Bird flu: Free range turkey supplies hit by bird flu
Half of the free range turkeys produced for Christmas in the UK have been culled or have died due to bird flu, an industry chief has told MPs.
Richard Griffiths, chief executive of the British Poultry Council, said that 600,000 out of about 1.3m free range birds had been lost.
The government recently ordered all poultry and captive birds in England to be kept indoors to fight avian flu.
Mr Griffiths said costs to the industry were "potentially enormous".
He was speaking to the UK parliamentary committee on the environment, food and rural affairs.
Farmers say they are not sure if there will be price rises but they expect supply issues regarding free range turkeys as a result.
Also speaking to MPs, Paul Kelly, the owner of a turkey hatchery that supplies farms around the UK, told the committee: "I think it will just be a supply issue rather than the prices being hiked.

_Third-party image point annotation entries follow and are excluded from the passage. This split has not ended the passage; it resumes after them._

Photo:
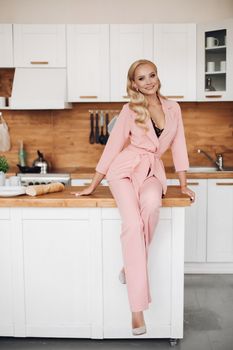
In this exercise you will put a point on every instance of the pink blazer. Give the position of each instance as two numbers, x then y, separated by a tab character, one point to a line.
131	152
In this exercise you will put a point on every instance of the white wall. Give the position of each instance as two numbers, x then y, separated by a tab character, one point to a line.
114	11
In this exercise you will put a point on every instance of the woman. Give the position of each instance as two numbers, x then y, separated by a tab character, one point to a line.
131	161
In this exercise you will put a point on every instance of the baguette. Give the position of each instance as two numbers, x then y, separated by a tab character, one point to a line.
36	190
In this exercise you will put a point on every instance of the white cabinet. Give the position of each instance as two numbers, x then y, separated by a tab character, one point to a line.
220	223
195	222
128	43
56	281
175	57
6	45
88	62
6	290
39	45
215	61
59	271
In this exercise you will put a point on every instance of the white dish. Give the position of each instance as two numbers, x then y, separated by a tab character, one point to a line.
12	191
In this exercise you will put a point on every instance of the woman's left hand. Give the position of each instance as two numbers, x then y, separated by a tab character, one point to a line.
190	193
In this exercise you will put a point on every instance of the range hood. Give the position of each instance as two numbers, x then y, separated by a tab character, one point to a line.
39	88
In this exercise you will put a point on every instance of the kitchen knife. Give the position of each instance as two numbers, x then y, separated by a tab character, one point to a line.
92	134
97	128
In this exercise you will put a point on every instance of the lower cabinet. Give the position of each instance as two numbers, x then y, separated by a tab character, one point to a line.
209	227
195	222
220	221
6	286
163	268
59	272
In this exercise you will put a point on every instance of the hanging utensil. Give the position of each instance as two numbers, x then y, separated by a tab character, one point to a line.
106	136
101	137
96	127
92	134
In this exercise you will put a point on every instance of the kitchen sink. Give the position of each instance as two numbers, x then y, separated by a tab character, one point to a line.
203	169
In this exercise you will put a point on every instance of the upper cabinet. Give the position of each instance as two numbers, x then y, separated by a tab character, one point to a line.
175	58
39	45
88	62
215	62
6	45
128	43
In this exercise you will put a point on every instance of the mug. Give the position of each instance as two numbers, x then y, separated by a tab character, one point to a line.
222	66
210	66
15	180
211	41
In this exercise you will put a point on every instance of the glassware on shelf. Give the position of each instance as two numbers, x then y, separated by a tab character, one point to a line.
209	86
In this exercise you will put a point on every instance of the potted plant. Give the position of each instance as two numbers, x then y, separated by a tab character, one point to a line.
4	166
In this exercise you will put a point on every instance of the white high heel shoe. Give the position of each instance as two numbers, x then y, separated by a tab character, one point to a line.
122	277
139	330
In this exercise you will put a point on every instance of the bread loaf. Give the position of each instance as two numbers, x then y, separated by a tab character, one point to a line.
36	190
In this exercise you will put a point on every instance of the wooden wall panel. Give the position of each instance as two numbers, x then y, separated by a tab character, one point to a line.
63	135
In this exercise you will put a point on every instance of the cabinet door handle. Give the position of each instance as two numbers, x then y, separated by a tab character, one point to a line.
88	96
213	96
174	96
39	62
224	183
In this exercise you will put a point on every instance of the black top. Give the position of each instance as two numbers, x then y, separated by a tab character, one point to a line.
157	130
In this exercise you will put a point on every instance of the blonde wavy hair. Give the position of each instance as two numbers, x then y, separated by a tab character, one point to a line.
138	103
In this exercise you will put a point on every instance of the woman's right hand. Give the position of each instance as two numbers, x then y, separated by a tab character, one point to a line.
84	192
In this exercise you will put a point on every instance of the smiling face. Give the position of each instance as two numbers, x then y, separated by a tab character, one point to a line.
146	79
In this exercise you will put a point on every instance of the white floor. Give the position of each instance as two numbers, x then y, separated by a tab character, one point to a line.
208	323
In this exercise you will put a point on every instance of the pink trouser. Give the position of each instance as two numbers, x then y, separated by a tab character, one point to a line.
139	220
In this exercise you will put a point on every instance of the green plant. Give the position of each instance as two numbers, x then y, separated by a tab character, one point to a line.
4	166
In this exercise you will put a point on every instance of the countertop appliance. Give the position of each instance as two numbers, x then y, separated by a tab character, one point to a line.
42	179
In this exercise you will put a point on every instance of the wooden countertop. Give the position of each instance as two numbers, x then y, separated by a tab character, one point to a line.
87	173
102	197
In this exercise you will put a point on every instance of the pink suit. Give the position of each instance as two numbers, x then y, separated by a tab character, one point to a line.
133	167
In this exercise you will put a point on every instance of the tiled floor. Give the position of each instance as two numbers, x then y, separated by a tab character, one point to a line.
208	323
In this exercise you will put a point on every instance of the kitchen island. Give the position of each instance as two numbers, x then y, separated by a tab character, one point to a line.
60	260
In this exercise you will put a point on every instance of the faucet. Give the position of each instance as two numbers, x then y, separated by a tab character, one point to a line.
218	161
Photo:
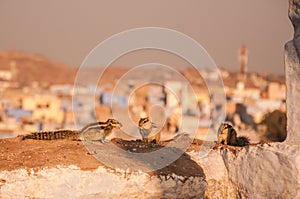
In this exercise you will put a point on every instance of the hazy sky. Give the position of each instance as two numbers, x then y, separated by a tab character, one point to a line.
66	31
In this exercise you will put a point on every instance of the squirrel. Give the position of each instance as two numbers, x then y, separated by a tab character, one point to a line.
92	132
147	130
228	136
99	130
53	135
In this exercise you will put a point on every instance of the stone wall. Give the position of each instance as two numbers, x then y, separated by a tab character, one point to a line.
263	171
72	182
292	73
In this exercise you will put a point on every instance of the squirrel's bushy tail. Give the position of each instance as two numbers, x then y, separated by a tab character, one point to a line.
242	141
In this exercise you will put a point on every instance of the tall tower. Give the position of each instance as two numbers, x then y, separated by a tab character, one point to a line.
243	61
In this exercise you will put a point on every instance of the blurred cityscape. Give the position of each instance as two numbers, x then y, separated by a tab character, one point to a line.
38	94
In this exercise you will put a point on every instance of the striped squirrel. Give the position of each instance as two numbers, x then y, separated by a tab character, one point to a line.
147	129
227	135
92	132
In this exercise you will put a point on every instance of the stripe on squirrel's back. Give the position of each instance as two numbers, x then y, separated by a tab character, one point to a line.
53	135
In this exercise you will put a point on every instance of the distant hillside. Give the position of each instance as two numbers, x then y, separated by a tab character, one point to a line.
37	68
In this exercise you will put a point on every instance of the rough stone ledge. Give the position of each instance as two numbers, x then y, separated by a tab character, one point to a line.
262	171
72	182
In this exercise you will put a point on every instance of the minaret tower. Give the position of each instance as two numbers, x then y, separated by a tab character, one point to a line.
243	61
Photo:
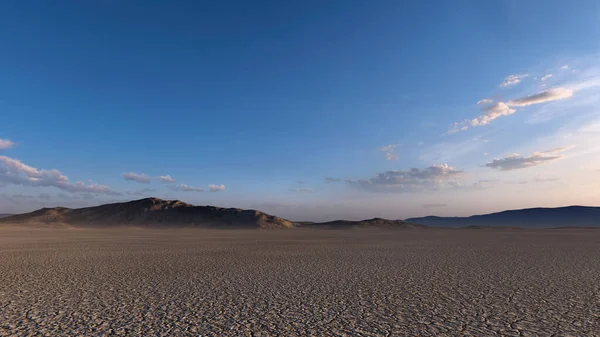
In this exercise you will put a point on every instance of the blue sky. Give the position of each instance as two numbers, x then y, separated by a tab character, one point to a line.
265	101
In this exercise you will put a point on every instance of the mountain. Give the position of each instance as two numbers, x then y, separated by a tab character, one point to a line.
151	212
571	216
370	223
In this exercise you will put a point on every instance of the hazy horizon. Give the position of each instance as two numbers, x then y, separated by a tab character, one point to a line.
308	111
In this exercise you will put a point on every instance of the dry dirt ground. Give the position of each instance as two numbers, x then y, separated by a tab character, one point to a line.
68	282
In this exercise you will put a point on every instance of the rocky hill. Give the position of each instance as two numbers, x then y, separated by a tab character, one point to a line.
370	223
151	212
570	216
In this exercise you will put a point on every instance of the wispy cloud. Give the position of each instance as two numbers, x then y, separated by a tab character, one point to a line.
6	144
216	188
166	179
303	189
500	109
13	171
434	205
513	80
140	178
516	161
415	179
44	196
542	97
390	151
186	188
143	192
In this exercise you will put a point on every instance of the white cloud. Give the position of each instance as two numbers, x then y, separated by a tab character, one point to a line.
216	188
44	196
166	179
500	109
5	144
140	178
516	161
186	188
415	179
391	156
14	171
143	192
434	205
542	97
492	112
390	153
304	189
513	80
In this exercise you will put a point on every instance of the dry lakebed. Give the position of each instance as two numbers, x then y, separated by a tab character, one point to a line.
300	282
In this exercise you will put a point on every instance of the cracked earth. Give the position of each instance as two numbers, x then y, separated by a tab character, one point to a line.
68	282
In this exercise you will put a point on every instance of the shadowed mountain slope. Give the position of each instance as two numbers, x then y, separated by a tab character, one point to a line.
571	216
151	212
370	223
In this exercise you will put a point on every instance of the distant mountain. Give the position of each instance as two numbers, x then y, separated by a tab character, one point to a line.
151	212
370	223
571	216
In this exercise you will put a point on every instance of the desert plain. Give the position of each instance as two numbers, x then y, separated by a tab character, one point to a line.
299	282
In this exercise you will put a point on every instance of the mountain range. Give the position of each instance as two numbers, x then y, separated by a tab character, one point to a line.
570	216
154	212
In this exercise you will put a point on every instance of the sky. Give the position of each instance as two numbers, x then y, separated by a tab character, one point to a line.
309	110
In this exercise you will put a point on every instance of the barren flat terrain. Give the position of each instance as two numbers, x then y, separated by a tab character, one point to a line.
73	282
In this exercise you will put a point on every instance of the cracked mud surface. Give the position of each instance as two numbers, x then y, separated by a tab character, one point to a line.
299	283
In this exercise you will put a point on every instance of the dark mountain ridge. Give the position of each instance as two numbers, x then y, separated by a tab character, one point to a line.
151	212
569	216
154	212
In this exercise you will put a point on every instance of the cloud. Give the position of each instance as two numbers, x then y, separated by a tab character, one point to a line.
500	109
389	148
216	188
545	180
13	171
434	205
5	144
166	179
142	192
21	196
303	189
415	179
186	188
44	196
544	96
516	161
390	153
391	156
513	80
140	178
492	112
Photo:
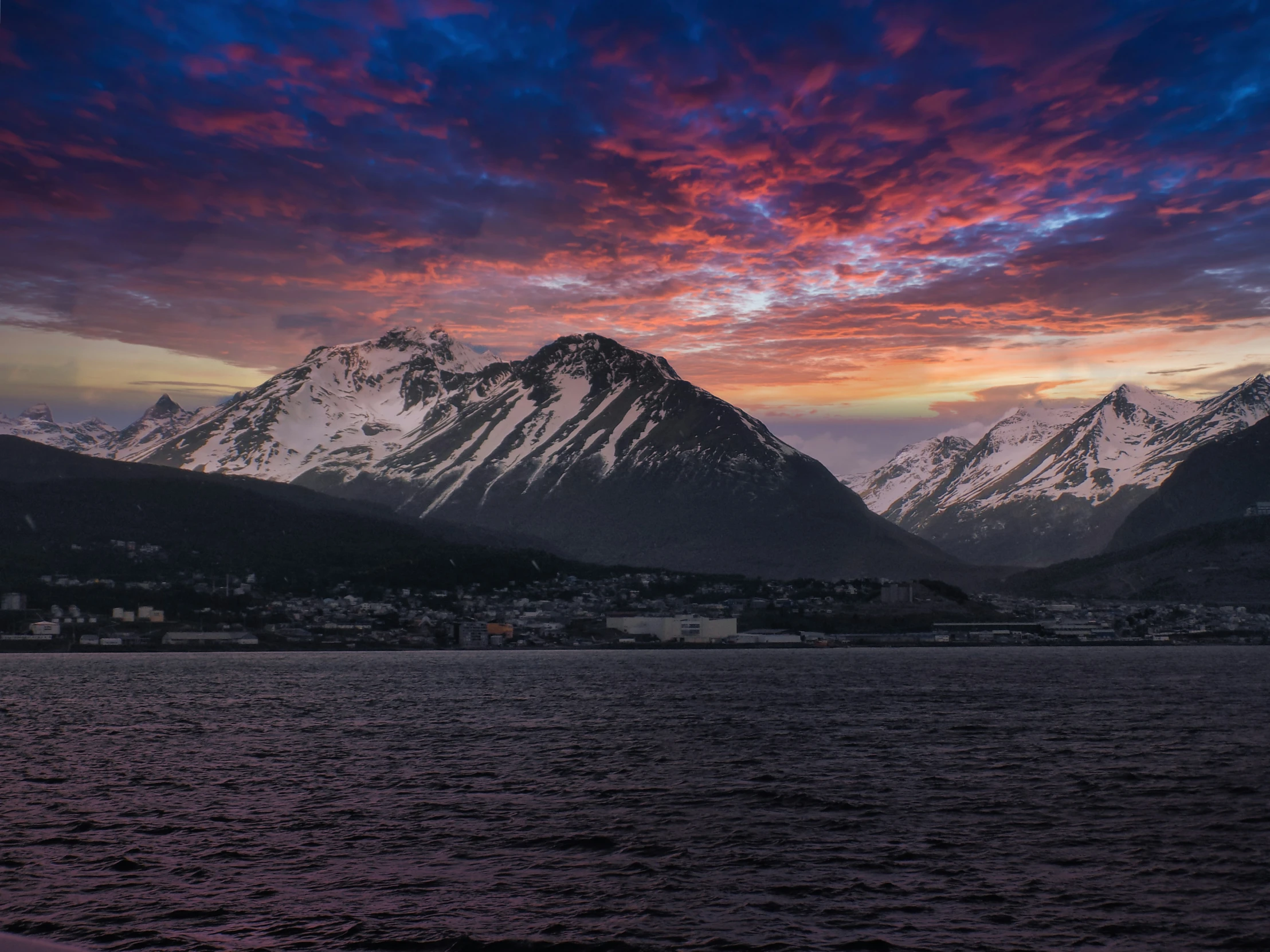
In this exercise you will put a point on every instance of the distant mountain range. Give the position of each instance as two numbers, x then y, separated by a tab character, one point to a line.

"But there will be a big, big shortage of British free range turkeys on the shelves this year."
Both the Department for Environment, Food and Rural Affairs (Defra) and the British Poultry Council stress the issue is with free range turkeys, and that there are no issues with supplies of other birds.
A spokesperson for Defra said it had worked closely with farmers to put infection measures in place to stop the spread and that a recent levelling off in outbreak numbers suggested recent housing orders were having an impact.
Defra said about 1.4 million turkeys in total had been culled but that about 11 million turkeys were produced annually in the UK, meaning that there would still be a good supply of Christmas turkeys.
Mr Griffiths of the British Poultry council said about 36% of poultry farms in the country were now covered by some form of control, whether they've been affected or not.
"So it's huge and the costs for industry and food production are potentially enormous," he said.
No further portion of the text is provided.